One platform can handle both, but it depends on the platform's control framework architecture. SureCloud's proprietary controls framework maps a single control to multiple regulatory frameworks, including DORA, NIS2, SOX, ISO 27001, and PCI DSS, so you're testing once and satisfying multiple obligations simultaneously. Platforms without cross-framework control mapping force duplicate testing and manual reconciliation.
How should banks evaluate AI governance in GRC platforms?
Start by asking whether the vendor's AI is auditable and traceable. Most GRC platforms bolt AI onto existing workflows; the output is faster evidence collection, but the AI activity itself isn't logged or human-approved. For banks under EU AI Act scrutiny, that's a governance gap. Gracie AI Agents with Personas and Skills runs every activity within an auditable governance framework, making every action traceable and every decision human-approved.
What's the realistic implementation timeline for enterprise banking GRC?
It varies by platform. SureCloud Orchestrate deploys in 6-8 weeks; the Assure package in as fast as one week. MetricStream's implementation runs 6-18 months, and Riskonnect sits at 6-12 months. LogicGate and Hyperproof are faster but carry a ceiling on functional scope.
If you're facing a DORA examination cycle or an NIS2 audit in the next six months, implementation timeline isn't a secondary consideration. It's the primary one.
Are Vanta or Drata suitable for a bank's internal compliance programme?

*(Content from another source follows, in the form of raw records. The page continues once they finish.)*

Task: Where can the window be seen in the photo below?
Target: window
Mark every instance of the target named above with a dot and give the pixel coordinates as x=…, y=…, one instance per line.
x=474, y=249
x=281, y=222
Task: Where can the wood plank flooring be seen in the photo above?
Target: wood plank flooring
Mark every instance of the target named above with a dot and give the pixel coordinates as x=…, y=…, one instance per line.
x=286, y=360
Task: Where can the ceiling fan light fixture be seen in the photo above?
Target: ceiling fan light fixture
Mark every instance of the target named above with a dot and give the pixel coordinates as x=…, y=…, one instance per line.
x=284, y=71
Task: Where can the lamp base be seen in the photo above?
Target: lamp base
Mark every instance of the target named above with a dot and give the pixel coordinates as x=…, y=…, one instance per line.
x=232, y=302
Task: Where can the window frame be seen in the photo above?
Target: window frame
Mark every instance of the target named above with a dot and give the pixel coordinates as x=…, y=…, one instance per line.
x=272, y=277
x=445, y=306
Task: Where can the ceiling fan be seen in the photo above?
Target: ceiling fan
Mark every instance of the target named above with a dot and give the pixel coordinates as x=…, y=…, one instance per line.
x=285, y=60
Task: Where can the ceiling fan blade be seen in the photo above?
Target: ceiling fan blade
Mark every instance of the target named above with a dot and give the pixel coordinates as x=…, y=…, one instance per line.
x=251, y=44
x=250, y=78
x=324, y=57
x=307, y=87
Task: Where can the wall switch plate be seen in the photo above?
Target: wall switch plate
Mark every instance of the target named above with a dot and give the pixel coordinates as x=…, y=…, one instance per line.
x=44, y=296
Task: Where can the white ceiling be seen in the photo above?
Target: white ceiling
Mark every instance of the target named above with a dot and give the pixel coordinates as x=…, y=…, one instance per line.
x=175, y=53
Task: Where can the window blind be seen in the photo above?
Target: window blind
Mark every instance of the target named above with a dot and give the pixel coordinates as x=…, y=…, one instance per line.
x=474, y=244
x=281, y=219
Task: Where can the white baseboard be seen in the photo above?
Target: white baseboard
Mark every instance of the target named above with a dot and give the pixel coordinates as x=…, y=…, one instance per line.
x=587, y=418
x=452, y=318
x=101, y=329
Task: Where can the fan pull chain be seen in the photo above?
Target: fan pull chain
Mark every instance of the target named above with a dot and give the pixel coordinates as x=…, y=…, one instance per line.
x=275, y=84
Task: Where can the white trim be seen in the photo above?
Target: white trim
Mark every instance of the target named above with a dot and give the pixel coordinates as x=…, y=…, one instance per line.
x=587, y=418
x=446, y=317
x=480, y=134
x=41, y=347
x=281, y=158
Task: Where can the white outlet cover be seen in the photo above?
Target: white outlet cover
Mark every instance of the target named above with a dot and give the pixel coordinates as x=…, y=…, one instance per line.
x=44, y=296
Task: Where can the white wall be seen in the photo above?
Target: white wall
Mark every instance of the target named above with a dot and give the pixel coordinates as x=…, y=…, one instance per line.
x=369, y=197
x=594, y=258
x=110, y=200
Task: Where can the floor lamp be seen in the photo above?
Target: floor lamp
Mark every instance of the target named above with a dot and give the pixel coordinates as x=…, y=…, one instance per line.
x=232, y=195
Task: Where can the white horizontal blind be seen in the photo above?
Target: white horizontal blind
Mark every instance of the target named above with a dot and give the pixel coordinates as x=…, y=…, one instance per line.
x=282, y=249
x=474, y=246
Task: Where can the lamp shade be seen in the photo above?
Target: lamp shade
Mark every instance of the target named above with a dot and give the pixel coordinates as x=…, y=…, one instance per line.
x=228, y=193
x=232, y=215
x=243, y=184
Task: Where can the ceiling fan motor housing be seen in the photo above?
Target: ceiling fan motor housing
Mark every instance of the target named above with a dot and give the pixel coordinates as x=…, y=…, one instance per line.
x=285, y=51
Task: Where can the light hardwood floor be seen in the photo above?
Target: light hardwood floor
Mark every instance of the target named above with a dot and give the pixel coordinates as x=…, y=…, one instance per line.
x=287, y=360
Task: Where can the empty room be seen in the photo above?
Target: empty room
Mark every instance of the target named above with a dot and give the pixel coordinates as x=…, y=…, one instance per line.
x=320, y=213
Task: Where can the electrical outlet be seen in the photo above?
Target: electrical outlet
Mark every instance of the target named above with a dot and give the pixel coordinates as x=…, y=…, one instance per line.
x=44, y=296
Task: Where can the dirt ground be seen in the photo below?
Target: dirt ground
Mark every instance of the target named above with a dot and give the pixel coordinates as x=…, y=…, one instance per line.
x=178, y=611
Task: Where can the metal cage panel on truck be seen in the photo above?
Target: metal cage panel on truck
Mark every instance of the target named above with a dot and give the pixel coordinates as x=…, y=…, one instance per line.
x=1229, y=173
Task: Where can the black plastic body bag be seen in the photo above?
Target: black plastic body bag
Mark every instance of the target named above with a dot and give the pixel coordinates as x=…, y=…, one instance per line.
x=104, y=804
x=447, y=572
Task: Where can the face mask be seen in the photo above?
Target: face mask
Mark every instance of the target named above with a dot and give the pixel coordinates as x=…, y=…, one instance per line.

They're built for fintech vendors and SaaS companies seeking SOC 2 or ISO 27001 certification, not for banks managing enterprise GRC obligations. Banks encounter them most often through vendor assessments: a technology partner uses Vanta or Drata to prove its compliance posture. For the bank's own programme, the scope limitations become clear quickly: certification and configuration monitoring, with enterprise risk, internal audit, and DORA coverage outside the platform's design.